My daughter Rachel passes on this observation. She knew I would like it:
Yes, ties take time to tie and sometimes get uncomfortable. However, a tie tells everyone you meet, “I respect you, my job, and myself, and I’m willing to take the time to show it.”I started wearing a tie in my last three years of teaching, for two reasons. Certain candidates for the Republican presidential nomination had appropriated the elements of my style, making it impossible for me to wear button-down shirts and jeans and sweater-vests in good conscience. And I had come to realize that my old square-end knit ties were now vintage ties and that such ties were once again being made.
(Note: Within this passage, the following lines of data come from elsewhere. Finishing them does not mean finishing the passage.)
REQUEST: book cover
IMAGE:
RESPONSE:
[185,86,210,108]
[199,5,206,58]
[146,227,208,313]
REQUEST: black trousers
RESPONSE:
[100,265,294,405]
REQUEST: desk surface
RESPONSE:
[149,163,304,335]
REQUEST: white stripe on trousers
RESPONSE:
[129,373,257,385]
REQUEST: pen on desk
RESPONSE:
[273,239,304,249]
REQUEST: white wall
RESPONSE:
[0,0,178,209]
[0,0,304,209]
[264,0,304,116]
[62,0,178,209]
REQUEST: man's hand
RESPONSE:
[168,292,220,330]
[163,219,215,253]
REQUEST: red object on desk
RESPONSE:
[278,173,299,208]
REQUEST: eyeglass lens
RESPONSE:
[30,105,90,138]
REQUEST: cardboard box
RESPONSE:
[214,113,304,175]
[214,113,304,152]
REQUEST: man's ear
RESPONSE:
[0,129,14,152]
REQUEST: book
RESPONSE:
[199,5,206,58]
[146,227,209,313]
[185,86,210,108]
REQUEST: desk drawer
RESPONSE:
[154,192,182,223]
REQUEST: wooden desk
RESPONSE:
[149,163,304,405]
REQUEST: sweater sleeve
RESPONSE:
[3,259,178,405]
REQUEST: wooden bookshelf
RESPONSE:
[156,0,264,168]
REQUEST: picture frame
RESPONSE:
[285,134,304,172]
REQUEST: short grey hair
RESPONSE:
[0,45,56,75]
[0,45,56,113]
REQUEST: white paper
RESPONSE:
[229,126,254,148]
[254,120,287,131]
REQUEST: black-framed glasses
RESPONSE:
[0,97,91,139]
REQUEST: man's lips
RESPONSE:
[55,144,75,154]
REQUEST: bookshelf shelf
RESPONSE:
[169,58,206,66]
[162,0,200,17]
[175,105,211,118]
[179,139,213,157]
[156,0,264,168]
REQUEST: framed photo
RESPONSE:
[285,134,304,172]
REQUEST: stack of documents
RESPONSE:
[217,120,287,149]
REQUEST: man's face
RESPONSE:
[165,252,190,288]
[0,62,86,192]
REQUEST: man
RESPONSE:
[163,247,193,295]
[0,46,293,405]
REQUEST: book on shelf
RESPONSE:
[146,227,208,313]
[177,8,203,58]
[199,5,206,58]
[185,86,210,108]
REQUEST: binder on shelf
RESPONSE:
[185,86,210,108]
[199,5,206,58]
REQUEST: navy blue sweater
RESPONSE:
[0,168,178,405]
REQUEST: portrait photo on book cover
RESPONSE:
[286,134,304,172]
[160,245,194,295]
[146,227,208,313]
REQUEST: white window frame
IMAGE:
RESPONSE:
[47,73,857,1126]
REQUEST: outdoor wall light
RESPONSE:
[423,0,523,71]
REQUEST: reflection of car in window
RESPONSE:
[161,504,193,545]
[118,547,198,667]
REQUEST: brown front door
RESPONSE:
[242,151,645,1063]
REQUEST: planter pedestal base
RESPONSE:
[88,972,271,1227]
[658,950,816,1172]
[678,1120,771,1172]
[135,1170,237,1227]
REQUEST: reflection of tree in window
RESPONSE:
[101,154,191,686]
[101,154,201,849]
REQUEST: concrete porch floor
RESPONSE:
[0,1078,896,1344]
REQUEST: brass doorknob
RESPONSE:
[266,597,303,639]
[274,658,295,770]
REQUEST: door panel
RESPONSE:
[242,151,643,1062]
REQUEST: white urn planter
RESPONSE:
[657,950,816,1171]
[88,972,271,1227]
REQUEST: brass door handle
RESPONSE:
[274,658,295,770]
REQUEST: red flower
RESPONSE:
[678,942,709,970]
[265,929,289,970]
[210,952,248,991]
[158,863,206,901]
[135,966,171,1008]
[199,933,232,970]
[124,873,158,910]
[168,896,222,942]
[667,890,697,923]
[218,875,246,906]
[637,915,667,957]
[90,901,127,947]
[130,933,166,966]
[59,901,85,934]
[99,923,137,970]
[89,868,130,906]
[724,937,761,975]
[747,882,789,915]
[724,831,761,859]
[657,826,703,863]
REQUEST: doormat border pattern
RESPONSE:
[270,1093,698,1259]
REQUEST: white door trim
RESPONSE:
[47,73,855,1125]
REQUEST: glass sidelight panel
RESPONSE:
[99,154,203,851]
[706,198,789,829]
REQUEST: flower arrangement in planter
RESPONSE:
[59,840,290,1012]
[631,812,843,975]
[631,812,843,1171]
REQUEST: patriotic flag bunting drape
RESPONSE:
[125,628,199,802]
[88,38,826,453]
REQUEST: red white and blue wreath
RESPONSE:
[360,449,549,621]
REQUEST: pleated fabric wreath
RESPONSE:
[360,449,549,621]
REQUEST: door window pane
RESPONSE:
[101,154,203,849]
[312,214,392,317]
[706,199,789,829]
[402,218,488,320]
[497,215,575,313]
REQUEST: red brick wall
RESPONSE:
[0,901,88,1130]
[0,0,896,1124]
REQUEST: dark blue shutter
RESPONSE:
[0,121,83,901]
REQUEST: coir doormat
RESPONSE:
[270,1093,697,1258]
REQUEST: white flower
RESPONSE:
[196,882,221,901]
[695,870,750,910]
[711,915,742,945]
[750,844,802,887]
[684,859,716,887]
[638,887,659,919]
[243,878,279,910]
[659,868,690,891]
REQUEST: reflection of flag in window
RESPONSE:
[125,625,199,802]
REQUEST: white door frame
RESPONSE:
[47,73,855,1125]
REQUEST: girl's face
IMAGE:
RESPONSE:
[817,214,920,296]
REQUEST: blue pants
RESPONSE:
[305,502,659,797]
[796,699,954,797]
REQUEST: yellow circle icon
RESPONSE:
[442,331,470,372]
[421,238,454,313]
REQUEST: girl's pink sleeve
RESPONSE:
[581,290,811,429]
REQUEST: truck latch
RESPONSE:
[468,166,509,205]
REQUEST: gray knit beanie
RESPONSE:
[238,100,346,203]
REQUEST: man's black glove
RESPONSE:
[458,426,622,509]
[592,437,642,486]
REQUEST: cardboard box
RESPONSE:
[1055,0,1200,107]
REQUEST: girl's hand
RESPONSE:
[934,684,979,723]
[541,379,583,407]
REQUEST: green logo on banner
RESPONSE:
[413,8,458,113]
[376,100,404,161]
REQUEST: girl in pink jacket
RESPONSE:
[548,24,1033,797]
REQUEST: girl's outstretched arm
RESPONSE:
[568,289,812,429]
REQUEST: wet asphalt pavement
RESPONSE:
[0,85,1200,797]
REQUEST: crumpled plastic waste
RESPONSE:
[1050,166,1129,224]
So I began to buy, tie, and wear. I wasn’t thinking about respect though. I was having fun.
Harry K. Wong and Rosemary T. Wong, The First Days of School: How to Be an Effective Teacher (2009).
I was once told of a teacher who told his students that teachers who wear ties “think they’re better than you.” He of course wore no tie. I hope that at least some of his students saw his us-and-them strategy for the cheap trick that it was. I know Rachel would have.
comments: 2
Immediately following grad school, and being a little down on ties for the most part, a senior faculty member I met during my first university position expressed a very similar sentiment as the one quoted in your post. But he also added: As you are standing in front of a classroom of music students you're not just disseminating that day's theory lesson. You are also tacitly representing to your students that you are an example of choices you've made — everything from what you chose to wear that day, the importance and value of the lecture, to the things you've chosen to dedicate your life to — and that those things are important and worthwhile.
The message—that those choices are being constantly transmitted and reinforced by just about everything you do in (and out of) the classroom—has remained a powerful one for me, especially on those days when the extra mile seems more like a marathon.
I heartily agree. What that professor said reminds me of something Bryan Garner and David Foster Wallace talk about in Quack This Way: that writing conveys all sorts of messages to an audience beyond the content of what’s said.